Позже, будучи подростком, я воображал, что не доживу до тридцати. Это был разгар холодной войны, когда мир стоял на краю пропасти, ожидая, придет ли в голову какому-нибудь безумцу в Белом доме или Кремле вопрос: «Интересно, а для чего нужна эта кнопка?»
С тех пор часы моей жизни то убыстрялись, то замедлялись. Брак с Джулианой вызвал во мне прилив оптимизма, а рождение Чарли усилило его. Я даже стал ждать почтенной старости, когда мы заменим наши рюкзаки сумками на колесиках, примемся играть с внуками, надоедая им ностальгическими рассказами, заведем эксцентричные привычки…
Теперь будущее станет другим. Вместо яркой жизни, полной открытий, я вижу нечто дрожащее, запинающееся, слюнявое в инвалидной коляске. «Нам обязательно идти навещать отца сегодня? – спросит Чарли. – Он и не поймет, если мы не придем».
От порыва пронизывающего ветра мои зубы стучат, и я отхожу от ограды. Иду от причала, больше не боясь потеряться. В то же время я чувствую себя уязвимым. Незащищенным.
В гостинице «Альбион» секретарша вяжет и шевелит губами, считая петли. Приглушенный смех доносится откуда-то снизу. Она не обращает на меня внимания, пока не заканчивает ряд. Потом протягивает мне записку. На ней имя и номер телефона учительницы, которая учила Бобби в школе Сент-Мери. Утро наступит уже скоро.
Ступеньки кажутся выше, чем раньше. Я устал и пьян. Я хочу упасть и уснуть.
Я пробуждаюсь внезапно, тяжело дыша. Рука скользит по простыне в поисках Джулианы. Жена обычно просыпается, когда я кричу во сне. Кладет руку мне на грудь и шепчет, что все будет хорошо.
Глубоко дыша, я жду, когда сердце станет биться медленнее, а затем выбираюсь из постели и иду на цыпочках к окну. Улица пуста, если не считать фургончика, развозящего утреннюю прессу. Я осторожно прикасаюсь к уху и чувствую грубые стежки.
На моей подушке кровь.
Дверь открывается. Без стука. Без шума. Я уверен, что запирал ее. Появляется рука: длинные пальцы, красный лак на ногтях. Потом лицо с вульгарным макияжем.
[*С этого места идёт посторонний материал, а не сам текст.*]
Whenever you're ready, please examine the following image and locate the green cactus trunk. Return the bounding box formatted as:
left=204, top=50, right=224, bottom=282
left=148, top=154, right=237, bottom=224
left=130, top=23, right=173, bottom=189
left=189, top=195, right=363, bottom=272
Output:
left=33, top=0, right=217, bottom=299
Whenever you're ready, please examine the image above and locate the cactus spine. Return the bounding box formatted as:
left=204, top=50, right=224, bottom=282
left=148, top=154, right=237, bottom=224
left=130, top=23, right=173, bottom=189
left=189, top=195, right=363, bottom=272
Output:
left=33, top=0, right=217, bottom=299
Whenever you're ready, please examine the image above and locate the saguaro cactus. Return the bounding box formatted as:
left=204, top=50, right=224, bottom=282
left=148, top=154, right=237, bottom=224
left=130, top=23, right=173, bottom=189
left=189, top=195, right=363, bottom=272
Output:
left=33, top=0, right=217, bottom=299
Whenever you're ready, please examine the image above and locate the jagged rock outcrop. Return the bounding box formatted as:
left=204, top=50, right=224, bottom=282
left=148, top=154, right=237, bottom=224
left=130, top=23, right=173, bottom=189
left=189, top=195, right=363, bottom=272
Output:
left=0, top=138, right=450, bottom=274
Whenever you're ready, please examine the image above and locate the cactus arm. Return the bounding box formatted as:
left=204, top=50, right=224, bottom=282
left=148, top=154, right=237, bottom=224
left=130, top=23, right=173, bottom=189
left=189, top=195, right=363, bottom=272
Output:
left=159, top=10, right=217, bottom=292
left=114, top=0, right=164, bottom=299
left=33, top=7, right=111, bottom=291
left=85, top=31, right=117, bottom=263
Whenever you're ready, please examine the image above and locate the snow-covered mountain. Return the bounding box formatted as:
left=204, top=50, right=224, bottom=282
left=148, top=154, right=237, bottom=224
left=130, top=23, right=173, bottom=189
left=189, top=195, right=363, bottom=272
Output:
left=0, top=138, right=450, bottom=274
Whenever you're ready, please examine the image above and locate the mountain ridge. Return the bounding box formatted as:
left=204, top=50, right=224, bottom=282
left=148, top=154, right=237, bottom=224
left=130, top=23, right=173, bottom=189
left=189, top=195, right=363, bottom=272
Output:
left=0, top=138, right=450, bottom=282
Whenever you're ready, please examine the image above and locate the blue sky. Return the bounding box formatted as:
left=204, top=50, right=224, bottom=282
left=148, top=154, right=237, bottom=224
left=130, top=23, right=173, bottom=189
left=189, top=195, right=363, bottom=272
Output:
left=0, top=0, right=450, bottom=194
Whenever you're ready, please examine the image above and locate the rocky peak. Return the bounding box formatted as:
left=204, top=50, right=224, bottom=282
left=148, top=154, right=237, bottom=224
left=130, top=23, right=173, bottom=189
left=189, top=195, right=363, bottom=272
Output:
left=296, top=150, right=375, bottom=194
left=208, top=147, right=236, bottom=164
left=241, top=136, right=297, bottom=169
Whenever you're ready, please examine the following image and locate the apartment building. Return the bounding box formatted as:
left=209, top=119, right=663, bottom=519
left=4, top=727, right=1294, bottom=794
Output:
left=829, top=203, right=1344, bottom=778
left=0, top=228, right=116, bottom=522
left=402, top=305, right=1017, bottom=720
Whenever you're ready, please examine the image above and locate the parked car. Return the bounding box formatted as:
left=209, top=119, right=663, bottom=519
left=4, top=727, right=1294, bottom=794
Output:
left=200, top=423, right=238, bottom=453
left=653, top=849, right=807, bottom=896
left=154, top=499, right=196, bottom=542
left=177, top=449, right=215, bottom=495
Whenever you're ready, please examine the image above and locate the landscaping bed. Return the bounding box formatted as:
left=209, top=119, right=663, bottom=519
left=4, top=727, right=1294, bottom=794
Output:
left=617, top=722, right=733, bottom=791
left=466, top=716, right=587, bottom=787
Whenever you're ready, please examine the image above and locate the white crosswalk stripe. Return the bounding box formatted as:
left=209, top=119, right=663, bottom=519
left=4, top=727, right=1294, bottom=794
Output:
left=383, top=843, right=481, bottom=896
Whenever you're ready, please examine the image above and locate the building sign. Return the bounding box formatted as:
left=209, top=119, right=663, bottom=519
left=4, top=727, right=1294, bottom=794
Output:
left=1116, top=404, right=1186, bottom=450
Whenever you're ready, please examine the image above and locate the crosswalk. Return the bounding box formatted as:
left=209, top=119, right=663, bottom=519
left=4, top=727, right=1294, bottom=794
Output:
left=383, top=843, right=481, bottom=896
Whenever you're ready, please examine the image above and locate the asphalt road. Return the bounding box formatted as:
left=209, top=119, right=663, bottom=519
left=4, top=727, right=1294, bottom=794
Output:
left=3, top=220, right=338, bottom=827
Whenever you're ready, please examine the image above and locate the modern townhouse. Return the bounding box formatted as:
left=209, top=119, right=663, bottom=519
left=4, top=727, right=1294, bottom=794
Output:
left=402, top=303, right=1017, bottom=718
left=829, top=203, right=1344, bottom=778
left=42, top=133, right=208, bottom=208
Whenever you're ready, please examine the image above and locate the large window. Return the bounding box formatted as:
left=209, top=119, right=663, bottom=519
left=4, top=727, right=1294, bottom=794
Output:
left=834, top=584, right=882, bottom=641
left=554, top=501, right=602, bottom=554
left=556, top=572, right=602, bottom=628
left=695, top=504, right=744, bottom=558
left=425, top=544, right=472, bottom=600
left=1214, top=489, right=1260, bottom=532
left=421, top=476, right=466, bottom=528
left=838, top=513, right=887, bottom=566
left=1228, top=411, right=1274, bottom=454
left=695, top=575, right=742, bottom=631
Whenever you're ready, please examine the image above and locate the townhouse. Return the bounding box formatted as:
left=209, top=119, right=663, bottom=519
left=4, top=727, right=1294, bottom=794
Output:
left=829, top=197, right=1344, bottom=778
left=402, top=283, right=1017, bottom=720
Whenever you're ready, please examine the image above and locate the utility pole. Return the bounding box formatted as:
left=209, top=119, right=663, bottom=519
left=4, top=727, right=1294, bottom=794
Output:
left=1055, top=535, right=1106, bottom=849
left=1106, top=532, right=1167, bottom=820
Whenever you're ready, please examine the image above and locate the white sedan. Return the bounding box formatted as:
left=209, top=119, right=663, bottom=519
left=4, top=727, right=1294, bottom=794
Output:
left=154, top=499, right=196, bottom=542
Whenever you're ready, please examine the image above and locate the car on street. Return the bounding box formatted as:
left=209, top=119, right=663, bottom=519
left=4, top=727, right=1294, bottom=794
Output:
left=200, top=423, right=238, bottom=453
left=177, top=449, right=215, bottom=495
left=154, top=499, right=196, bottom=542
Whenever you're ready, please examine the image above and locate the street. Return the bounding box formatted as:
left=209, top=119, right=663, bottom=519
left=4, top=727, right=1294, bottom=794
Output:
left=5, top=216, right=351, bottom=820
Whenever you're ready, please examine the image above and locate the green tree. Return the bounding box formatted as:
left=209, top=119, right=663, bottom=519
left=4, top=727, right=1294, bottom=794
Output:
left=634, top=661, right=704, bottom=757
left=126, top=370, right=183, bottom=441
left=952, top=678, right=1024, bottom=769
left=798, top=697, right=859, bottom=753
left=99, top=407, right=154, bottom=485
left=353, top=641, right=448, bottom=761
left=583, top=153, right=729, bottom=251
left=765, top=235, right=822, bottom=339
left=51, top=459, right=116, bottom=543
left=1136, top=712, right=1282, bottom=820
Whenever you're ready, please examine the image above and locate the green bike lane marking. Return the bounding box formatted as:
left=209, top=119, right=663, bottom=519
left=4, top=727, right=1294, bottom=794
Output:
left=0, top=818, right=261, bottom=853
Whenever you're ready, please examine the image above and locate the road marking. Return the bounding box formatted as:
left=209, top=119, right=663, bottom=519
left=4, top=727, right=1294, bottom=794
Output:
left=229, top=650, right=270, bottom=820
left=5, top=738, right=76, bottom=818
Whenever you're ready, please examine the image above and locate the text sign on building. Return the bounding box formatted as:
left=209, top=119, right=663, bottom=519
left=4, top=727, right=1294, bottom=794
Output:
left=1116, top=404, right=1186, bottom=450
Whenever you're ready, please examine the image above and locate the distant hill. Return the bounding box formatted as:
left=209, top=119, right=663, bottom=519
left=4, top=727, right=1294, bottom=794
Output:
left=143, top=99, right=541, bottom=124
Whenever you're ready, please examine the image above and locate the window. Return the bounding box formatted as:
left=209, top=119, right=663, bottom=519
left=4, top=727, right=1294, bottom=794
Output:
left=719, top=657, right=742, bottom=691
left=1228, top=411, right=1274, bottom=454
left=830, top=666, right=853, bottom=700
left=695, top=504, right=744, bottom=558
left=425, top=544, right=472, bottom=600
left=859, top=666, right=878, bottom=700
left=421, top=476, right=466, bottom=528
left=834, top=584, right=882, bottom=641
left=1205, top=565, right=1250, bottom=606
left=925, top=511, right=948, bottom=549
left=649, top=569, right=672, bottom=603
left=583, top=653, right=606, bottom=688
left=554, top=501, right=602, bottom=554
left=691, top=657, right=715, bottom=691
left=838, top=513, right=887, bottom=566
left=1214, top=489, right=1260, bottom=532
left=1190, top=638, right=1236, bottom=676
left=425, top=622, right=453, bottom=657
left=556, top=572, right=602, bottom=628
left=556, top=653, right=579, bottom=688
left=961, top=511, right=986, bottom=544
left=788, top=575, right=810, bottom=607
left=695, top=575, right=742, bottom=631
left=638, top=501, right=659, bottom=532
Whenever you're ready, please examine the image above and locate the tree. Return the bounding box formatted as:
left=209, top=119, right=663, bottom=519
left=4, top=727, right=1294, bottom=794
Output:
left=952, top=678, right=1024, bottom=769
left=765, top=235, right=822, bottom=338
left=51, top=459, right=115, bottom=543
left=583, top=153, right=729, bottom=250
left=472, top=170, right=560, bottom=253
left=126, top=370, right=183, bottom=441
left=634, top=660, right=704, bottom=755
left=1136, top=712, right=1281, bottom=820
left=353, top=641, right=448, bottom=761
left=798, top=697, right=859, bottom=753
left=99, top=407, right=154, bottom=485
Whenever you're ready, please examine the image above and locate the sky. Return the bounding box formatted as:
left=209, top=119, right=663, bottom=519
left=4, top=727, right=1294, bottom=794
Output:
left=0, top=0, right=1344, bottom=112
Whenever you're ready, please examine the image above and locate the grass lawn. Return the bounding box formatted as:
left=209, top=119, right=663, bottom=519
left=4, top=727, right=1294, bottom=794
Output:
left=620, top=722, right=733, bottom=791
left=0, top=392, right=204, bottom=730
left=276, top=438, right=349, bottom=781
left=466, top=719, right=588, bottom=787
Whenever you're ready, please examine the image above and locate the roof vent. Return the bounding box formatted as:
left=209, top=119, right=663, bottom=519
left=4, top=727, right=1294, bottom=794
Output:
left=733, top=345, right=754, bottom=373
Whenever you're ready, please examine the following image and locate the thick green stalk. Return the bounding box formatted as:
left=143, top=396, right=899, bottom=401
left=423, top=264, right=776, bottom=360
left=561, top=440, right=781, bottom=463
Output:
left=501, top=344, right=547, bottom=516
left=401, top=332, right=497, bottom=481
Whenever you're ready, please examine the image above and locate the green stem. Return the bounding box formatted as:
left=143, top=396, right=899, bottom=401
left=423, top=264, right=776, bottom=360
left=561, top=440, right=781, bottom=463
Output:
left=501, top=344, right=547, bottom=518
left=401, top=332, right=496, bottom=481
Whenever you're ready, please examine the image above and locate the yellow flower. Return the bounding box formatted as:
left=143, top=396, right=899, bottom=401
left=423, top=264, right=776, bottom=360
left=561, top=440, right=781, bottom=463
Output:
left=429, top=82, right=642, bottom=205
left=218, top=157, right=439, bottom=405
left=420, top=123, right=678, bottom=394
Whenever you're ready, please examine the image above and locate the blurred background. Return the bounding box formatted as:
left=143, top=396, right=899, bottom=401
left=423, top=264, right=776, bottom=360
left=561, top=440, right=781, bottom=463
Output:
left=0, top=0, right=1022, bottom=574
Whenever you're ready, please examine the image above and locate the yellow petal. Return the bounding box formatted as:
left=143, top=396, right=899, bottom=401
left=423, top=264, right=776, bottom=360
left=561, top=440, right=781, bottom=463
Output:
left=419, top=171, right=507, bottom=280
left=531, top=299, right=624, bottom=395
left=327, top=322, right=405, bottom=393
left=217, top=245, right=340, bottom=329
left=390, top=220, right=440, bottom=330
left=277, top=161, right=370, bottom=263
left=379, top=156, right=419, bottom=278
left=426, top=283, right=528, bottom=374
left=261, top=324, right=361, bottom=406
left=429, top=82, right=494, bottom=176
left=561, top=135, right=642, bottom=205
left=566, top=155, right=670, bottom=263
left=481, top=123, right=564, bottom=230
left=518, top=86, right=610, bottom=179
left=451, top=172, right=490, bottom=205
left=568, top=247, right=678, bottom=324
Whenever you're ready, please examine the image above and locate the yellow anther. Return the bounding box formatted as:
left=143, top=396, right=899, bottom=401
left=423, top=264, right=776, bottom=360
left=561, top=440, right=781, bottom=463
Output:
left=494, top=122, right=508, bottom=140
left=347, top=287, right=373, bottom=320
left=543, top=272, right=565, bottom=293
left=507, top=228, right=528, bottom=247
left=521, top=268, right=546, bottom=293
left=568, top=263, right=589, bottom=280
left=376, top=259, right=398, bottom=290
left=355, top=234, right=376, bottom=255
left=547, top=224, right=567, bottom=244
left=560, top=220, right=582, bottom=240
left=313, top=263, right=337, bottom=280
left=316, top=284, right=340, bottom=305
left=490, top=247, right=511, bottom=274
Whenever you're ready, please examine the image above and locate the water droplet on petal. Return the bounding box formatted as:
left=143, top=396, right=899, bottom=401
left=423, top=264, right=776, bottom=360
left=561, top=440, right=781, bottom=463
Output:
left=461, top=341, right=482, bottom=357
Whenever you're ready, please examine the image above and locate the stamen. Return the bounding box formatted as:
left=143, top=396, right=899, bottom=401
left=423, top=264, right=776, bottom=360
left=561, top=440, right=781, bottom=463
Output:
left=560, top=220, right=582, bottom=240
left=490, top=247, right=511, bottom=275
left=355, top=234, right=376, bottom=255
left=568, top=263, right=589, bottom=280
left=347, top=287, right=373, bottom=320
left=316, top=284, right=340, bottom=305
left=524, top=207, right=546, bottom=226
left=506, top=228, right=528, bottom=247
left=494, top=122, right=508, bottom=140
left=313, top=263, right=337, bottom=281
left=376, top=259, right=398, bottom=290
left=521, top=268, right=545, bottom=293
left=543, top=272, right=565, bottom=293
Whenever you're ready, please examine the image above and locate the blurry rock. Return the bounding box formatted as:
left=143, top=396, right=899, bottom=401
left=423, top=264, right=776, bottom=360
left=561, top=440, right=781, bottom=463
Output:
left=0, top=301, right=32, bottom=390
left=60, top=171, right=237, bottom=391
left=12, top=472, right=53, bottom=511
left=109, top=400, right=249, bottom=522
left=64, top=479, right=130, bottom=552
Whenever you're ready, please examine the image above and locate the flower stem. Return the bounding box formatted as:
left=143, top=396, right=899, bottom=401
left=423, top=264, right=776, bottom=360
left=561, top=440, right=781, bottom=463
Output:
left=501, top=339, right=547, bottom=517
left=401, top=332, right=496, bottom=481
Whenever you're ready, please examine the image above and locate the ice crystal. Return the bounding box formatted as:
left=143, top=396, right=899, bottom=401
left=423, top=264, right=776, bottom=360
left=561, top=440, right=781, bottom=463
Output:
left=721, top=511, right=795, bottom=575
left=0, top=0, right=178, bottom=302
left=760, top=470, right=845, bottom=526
Женщина очень худа, у нее коротко стриженные светлые волосы и бледная кожа.
– Ш-ш-ш!
За спиной у нее кто-то хихикает.
– Черт побери, ты затихнешь или нет?
Она нащупывает выключатель. Моя фигура вырисовывается на фоне окна.
– Номер занят.
Ее глаза встречаются с моими, и она в ужасе бормочет ругательство. За ней стоит растрепанный мужчина в плохо сидящем костюме и держит руку под ее блузкой.
– Вы меня до смерти напугали, – говорит она, отталкивая его руку. Он снова хватает ее за грудь с пьяным упорством.
– Как вы вошли?
Она закатывает глаза, извиняясь:
– Ошиблась.
– Дверь была заперта.
Незнакомка качает головой. Ее приятель выглядывает из-за ее плеча.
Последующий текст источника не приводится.